Leaving aside his Senate impeachment trial, mounting government investigations include a civil probe by New York Attorney General Letitia James, a criminal probe by Manhattan District Attorney Cyrus Vance Jr., and a federal probe by acting U.S. Attorney for D.C. Michael Sherwin that may include Trump’s role in the catastrophic storming of the U.S. Capitol this month.

But already pending for the soon-to-be South Florida retiree is a trio of lawsuits that allege defamation, fraud and more fraud — all of which are helmed by one attorney.

Roberta Kaplan’s clients include writer E. Jean Carroll, who filed a defamation case after Trump claimed she was “totally lying” about her allegation that he raped her a quarter-century ago in a Bergdorf Goodman dressing room, and niece Mary L. Trump, who claims that Trump and two of his siblings deprived her of an inheritance worth millions.

“I became the go-to person to sue the president,” says Kaplan, 54, with considerable relish.

She is in many ways the ideal legal adversary to take on Trump. Kaplan is a brash and original strategist, with neither a gift for patience nor silence, a crusader for underdogs who has won almost every legal accolade imaginable. Kaplan, says New York Democratic Gov. Andrew M. Cuomo in an email, “has been indispensable in the fight against the cancer of hate and division that Trump spent four years exacerbating.”

Before the presidency, Trump was often as engaged in legal tussles as he was in real estate, suing and threatening to sue his way out of financial trouble. With a return to private life, “his terror is that he will no longer be protected by the office and will have to deal with these lawsuits,” says his niece. Trump faces the prospect of spending considerable time in the role of defendant. Kaplan says she will seek to depose him in all three cases. Trump’s lawyers did not respond to requests for comment on the cases in this story.

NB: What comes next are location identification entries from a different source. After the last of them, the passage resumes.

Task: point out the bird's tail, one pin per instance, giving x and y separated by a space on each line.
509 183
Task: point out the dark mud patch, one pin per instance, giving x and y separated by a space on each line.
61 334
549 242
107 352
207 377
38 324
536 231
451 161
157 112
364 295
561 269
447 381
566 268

For much of her career, there was little in Kaplan’s professional bio to suggest she would become an attorney suing behemoths. Kaplan, known to all as Robbie, is a self-described “traditionalist,” in pearls, pumps and, pre-coronavirus, superior blond highlights, who long worked as a top commercial litigator at Paul, Weiss, one of the nation’s preeminent firms, where the fees tend to be if-you-have-to-ask-you-surely-can’t-afford-us.

But she became increasingly identified as an advocate for liberal causes and outside-the-box legal strategies. She is a lesbian, an observant Jew and a die-hard Democrat for whom 12 hours constitutes a light work day.

“My maternal grandmother always hated a bully,” Kaplan says during a series of phone interviews. “One really good job for going after bullies is to be a lawyer.”

Since launching her own firm four years ago, Kaplan has initiated a constellation of cases against powerful, often intimidating forces: white supremacists, major Hollywood players, the president of the United States. Legal writer Dahlia Lithwick calls her “an attorney general for the resistance.”

Stanford University law professor Pamela Karlan says of their frequent legal conversations: “Robbie’s not calling about feelings. She wants to fix it first. She’s the least diffident person I’ve ever met. Plenty of smart people worry about failing. They worry about every little thing. Robbie doesn’t worry about that. In a really disarming way, she doesn’t care if people view her as hyperaggressive.”

In Kaplan’s third Trump case, she represents participants in ACN, a multilevel marketing company promoted on “The Celebrity Apprentice.” They’re suing not ACN, but the former host and his three oldest children, accusing them of endorsing the company as a promising business opportunity.

While Trump billed himself as a populist, Kaplan perceived a consistent disconnect in how Trump University and other enterprises allegedly took advantage of the very people whose interests he claimed to champion.

“Because of his prominence, he marketed his ability to convince unsophisticated, very poor Americans to invest,” says Kaplan, who was indignant that Trump “would exploit people like this to line your own pockets.”

(In a Business Insider story, a Trump organization spokesperson responded to the suit by saying, “Before enrolling with ACN, every participant acknowledged in writing that they are ‘not guaranteed any income.’ ” In that story, ACN co-founder Robert Stevanovski claimed the plaintiffs were told that Trump was getting paid to endorse the company. “I think it’s politically motivated that they’re going to sue him and the family and not us,” he said.)

Kaplan remains most celebrated for the Edie Windsor case that, in 2013, successfully struck down the Defense of Marriage Act, paving the way with stunning alacrity for the legalization of same-sex marriage two years later to the day.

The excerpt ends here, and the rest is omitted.